There are generally two types arrangements:
A type of loan. The loan amount depends on your age, the value of the home and how it is taken (lump sum, regular payments or draw down as needed). Interest is added to the loan and compounds (you eventually pay interest on interest). The loan does not have to be repaid until the borrower moves out or the house is sold, usually as part of a deceased estate.
Allows you to sell a proportion of the future value of your home while you live there. You get a lump sum, and keep the remaining proportion of your home equity. When you sell your home, you will only get the value of the share you own.
The amount of money you will receive depends on your age, the value of your home and the type of equity release.
Know Your Rights and Responsibilities
As with all options careful research is needed. These arrangements are complicated and involve lots of numbers and projections – ask lots of questions and don’t feel embarrassed if you are struggling to understand what is being offered.
Key questions to ask:
- Why do I need extra money? (If you need extra money to maintain your home, you might be better off moving to a lower maintenance property.)
- Have I thought through the long term implications of eroding the value of my home? What if I need to move into residential aged care? Can my partner or kids stay on if I die?
- What happens if interest rates change?
- What if I change my mind?
- Have I got a source of independent financial or legal advice before I go ahead?
Independent information on understanding Reverse Mortgages including the questions you should be asking Reverse mortgages can be very complex and challenging to understand.
Applicable only to home owners and mainly targeted to aged pensioners, a reverse mortgage can allow older people to borrow against the value of their home to increase their regular income.
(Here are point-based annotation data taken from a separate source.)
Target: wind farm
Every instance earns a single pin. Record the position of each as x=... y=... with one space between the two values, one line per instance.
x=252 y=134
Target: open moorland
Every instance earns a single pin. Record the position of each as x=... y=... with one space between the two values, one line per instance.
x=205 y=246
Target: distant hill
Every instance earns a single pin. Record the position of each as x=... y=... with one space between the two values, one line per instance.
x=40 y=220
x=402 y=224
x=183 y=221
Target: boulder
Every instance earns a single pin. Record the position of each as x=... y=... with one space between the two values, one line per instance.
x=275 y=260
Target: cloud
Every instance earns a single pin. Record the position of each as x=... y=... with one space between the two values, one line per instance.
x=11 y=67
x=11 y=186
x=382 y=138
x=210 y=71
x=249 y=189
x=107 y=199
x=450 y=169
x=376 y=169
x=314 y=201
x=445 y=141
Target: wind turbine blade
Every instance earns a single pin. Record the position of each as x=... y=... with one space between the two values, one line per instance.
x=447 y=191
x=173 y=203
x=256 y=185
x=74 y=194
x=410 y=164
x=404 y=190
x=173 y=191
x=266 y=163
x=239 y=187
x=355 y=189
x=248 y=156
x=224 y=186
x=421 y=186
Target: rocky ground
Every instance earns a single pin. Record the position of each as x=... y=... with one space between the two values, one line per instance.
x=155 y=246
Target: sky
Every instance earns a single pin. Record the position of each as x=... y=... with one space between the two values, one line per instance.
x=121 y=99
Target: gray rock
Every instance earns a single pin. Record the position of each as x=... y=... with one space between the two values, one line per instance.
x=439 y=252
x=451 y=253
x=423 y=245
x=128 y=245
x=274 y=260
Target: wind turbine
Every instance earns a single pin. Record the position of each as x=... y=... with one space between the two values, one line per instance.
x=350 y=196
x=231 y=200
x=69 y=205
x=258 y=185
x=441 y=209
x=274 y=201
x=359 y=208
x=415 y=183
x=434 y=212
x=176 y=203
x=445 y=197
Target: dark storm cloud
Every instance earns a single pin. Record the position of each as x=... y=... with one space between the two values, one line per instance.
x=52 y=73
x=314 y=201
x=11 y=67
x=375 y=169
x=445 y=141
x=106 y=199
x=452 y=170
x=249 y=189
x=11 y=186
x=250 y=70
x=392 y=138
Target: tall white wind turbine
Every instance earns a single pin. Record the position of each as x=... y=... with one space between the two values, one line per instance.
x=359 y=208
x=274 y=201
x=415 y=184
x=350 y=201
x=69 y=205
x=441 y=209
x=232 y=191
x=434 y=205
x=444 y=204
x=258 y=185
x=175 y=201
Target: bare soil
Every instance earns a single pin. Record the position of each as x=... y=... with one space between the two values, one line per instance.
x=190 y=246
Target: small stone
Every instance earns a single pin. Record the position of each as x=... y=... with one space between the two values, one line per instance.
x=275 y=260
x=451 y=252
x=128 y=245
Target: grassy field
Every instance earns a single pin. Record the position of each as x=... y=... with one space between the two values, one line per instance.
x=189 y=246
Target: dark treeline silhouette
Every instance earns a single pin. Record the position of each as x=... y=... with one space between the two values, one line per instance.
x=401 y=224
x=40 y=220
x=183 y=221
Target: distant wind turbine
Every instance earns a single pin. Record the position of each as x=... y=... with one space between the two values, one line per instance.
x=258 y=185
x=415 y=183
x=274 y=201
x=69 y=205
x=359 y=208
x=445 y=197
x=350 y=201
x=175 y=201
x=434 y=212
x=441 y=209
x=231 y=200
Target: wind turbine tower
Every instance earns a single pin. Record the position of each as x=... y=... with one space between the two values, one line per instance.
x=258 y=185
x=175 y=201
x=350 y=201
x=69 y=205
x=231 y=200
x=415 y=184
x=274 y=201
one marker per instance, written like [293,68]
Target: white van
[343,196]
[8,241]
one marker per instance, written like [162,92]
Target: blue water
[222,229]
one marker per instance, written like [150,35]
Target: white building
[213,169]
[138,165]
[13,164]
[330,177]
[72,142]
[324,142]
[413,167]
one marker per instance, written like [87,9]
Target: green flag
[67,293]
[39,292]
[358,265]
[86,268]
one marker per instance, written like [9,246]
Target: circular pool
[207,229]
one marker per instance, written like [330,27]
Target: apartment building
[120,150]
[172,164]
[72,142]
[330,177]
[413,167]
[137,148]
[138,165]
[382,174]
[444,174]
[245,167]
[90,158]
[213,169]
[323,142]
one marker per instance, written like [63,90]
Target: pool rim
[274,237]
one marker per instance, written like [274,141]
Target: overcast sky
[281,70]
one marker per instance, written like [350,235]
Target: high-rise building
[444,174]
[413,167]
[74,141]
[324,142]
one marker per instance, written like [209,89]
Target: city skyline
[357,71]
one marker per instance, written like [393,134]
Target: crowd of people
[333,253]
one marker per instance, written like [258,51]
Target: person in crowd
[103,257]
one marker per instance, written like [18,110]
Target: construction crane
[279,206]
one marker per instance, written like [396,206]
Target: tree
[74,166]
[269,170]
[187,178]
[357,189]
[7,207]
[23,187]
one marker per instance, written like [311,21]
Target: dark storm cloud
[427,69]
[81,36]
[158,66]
A scheme that lets older Australians get a voluntary non-taxable fortnightly loan advance to supplement your retirement income. You can choose the amount of loan you get fortnightly. This amount can be up to 1.5 times the maximum rate of the qualifying pension. You can stop loan payments at any time. The scheme isn't available for payment of lump sums. The loan, costs and interest will eventually need to be repaid, most likely from your estate. The interest rate is variable and was 5.25% in November 2019.
The Major Banks
The 4 large Australian Banks all offer reverse mortgage products Conditions vary but generally these loans are used to supplement income or provide a lump sum
Brokers often have access to a range of information and comparisons between providers. Lending Brokers are essentially selling loans so keep this in mind when you approach them for information.